Partial Immune-boost TACE in unrEseCTable HCC Patients Under Systemic Treatment
Status:
NOT_YET_RECRUITING
Trial end date:
2028-05-30
Target enrollment:
Participant gender:
Summary
Study Objectives Atezolizumab (anti-programmed death-ligand 1; anti-PD-L1) combined with bevacizumab (anti-vascular endothelial growth factor; anti-VEGF) or Durvalumab (anti-programmed death-ligand 1; anti-PD-L1) combined with tremelimumab (anti-cytotoxic T-lymphocyte-associated protein 4; anti-CTLA4) have recently been established as a standard first-line systemic treatment for unresectable hepatocellular carcinoma (HCC). However, its objective response rate (ORR) is only less than 27% (1, 2), and the majority of patients died of HCC progression and liver failure. Therefore, there is an urgent need to develop a novel combination treatment strategy to overcome resistance to immunotherapy and improve patient outcomes.
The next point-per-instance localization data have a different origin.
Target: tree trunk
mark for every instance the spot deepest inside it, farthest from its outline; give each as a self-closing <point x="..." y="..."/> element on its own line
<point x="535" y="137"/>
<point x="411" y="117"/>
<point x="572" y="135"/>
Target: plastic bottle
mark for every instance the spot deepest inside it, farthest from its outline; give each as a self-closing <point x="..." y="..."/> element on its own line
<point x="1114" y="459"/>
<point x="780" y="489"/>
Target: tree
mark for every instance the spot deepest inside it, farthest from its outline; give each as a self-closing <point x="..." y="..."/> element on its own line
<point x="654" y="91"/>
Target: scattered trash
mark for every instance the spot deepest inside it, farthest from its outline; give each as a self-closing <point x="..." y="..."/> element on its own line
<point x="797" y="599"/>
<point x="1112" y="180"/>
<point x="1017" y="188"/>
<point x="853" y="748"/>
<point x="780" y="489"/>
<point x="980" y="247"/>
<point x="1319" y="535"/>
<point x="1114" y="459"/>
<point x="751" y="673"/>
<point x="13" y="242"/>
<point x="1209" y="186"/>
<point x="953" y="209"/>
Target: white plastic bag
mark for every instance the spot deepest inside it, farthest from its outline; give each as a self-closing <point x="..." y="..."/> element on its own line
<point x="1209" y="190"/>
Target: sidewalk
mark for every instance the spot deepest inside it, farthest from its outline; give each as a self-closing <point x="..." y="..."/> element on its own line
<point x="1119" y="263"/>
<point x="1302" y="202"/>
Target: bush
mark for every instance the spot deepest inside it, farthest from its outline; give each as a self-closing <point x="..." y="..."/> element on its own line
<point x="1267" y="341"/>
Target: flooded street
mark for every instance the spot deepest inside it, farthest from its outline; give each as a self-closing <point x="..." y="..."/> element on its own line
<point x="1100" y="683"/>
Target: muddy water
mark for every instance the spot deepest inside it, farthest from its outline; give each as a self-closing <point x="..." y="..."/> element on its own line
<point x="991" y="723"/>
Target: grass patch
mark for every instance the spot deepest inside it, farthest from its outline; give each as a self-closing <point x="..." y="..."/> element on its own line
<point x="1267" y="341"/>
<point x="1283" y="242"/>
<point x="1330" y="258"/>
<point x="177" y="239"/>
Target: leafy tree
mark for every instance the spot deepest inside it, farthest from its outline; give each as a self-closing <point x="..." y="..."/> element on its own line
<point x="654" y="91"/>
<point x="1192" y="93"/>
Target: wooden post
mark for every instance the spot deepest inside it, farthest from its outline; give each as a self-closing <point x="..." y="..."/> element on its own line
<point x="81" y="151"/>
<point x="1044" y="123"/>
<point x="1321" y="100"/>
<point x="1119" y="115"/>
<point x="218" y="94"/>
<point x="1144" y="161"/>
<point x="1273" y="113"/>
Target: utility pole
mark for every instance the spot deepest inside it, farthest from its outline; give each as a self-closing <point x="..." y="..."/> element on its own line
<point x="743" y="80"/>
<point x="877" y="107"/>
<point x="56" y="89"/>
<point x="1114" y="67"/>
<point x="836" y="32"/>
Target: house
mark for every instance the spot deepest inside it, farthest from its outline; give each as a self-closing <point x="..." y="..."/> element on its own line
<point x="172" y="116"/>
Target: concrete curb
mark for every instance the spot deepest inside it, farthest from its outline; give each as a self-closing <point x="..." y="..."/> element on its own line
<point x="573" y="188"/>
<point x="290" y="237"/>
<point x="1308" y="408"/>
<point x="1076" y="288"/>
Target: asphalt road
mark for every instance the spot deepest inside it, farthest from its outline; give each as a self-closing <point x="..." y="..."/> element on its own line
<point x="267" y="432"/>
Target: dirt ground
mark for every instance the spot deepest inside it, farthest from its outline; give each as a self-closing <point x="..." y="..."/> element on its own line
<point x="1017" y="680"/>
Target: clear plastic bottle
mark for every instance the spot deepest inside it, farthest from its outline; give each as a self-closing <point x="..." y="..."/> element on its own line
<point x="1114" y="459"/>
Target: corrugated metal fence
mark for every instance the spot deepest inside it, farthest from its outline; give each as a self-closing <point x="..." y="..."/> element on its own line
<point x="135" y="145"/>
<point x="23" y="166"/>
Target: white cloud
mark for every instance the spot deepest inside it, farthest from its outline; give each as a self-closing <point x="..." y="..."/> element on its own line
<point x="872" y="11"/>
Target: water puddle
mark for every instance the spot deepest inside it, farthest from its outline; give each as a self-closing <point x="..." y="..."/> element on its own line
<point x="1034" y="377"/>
Transarterial chemoembolization (TACE) remains the standard treatment for patients with intermediate-stage hepatocellular carcinoma (HCC) (3, 4). However, in our previous retrospective study (5-7), the investigators consistently observed that this combination not only improves therapeutic responses but also significantly prolongs patient survival. The tumor necrosis caused by TACE may enhance the efficacy of systemic therapies by promoting the release of neoantigens, thereby stimulating immune responses (8-14). This concept has been substantiated in two recent trials involving intermediate-stage HCC (15, 16), where the addition of immune checkpoint inhibitors to TACE resulted in improved clinical outcomes. Nevertheless, this promising approach has yet to replace the decades-old standard treatment protocols, underscoring the need for further proof-of-concept studies.
Both immunotherapy (atezolizumab/bevacizumab or durvalumab/tremelimumab) and transarterial chemoembolization (TACE) are approved treatment modalities for unresectable hepatocellular carcinoma (HCC) by the U.S. and Taiwan Food and Drug Administration (FDA). This phase II non-randomized trial is designed to prospectively evaluate the therapeutic efficacy, safety, and immunological responses in patients with unresectable HCC treated with a combination of immunotherapy and TACE. A particular focus of this study is to explore the potential immune-boosting effects of TACE, including its ability to enhance antigen presentation and stimulate anti-tumor immune responses.